Em 1868, foi fundada a Companhia Paulista de Estradas de Ferro, com o propósito de atender a região de Campinas e seus arredores, onde, pelas perdas financeiras geradas pela Guerra do Paraguai, os trilhos da São Paulo Railway – primeira ferrovia do estado – não poderiam ser prolongados. O primeiro trecho da Cia Paulista, isto é, sua linha tronco, foi inaugurado em 1872 e inicialmente ligava Jundiaí a Campinas.

A partir disso, sua malha passou a se estender cada vez mais pelo interior paulista. Nesse momento, Piracicaba já apresentava grande produção agrícola, sendo um dos destaques econômicos da região, e contava com estação inaugurada pela Companhia Ytuana de Estradas de Ferro, que, ao ser incorporada pela Estrada de Ferro Sorocabana, em 1892, passou a se chamar Companhia União Sorocabana e Ytuana (Cusy). 

O que se relata, no entanto, é que a bitola estreita da linha da Cusy, de 1.000 milímetros, não permitia grande capacidade de carga, nem altas velocidades. Além disso, o trecho possuía curvas, aclives e declives, o que dificultava ainda mais o transporte. Dessa forma, a posição geral era a de que havia a necessidade de se buscar uma melhor alternativa. 

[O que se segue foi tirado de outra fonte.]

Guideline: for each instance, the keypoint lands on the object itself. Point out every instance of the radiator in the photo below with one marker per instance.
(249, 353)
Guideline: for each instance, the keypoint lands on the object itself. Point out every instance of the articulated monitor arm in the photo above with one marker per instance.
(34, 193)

Por isso, em 26 de março de 1902, a Câmara Municipal de Piracicaba redigiu e encaminhou um ofício para a Cia Paulista solicitando a construção de um ramal que conectasse a cidade à chamada Villa Americana à época, através da estação São Jerônimo, ou em outro ponto considerado mais conveniente pelos técnicos. O documento faz parte do acervo do Setor de Gestão de Documentação e Arquivo da Câmara e mostra a argumentação desenvolvida pelas autoridades locais a fim de convencer o presidente e os diretores da companhia, a quem era destinado o ofício, a acatar o empreendimento:

“As condições especiais de prosperidade de nossa cidade, as suas fábricas, as suas numerosas escolas, a sua produção, a riqueza incomparável do município, dotado de terras ubérrimas e que se prestam às mais variadas culturas, a sua comprovada salubridade, a sua colocação no extremo navegável do rio Piracicaba, graças a qual há de ser sempre o centro forçado de comunicação dos proprietários e lavradores ribeirinhos desta importante e descurada via fluvial, são garantia segura do êxito do novo ramal” (em transcrição livre)

Como parte do discurso para despertar o interesse da companhia em construir o ramal, são destacadas, portanto, a capacidade fértil das terras piracicabanas, que produziam café, cana-de-açúcar e cereais, e a rica fonte permanente de água e energia hídrica – o Rio Piracicaba.

Segundo o documento, ainda, o município estaria disposto a destinar quantia “que se julgar conveniente” para a operação da linha e se sujeitar às cláusulas da companhia, combinadas em negociação que deveria ser pautada em “lealdade e justiça”. O ofício indica, além disso, que o presidente da Câmara em exercício, Paulo de Moraes Barros, seria o responsável pelas tratativas. 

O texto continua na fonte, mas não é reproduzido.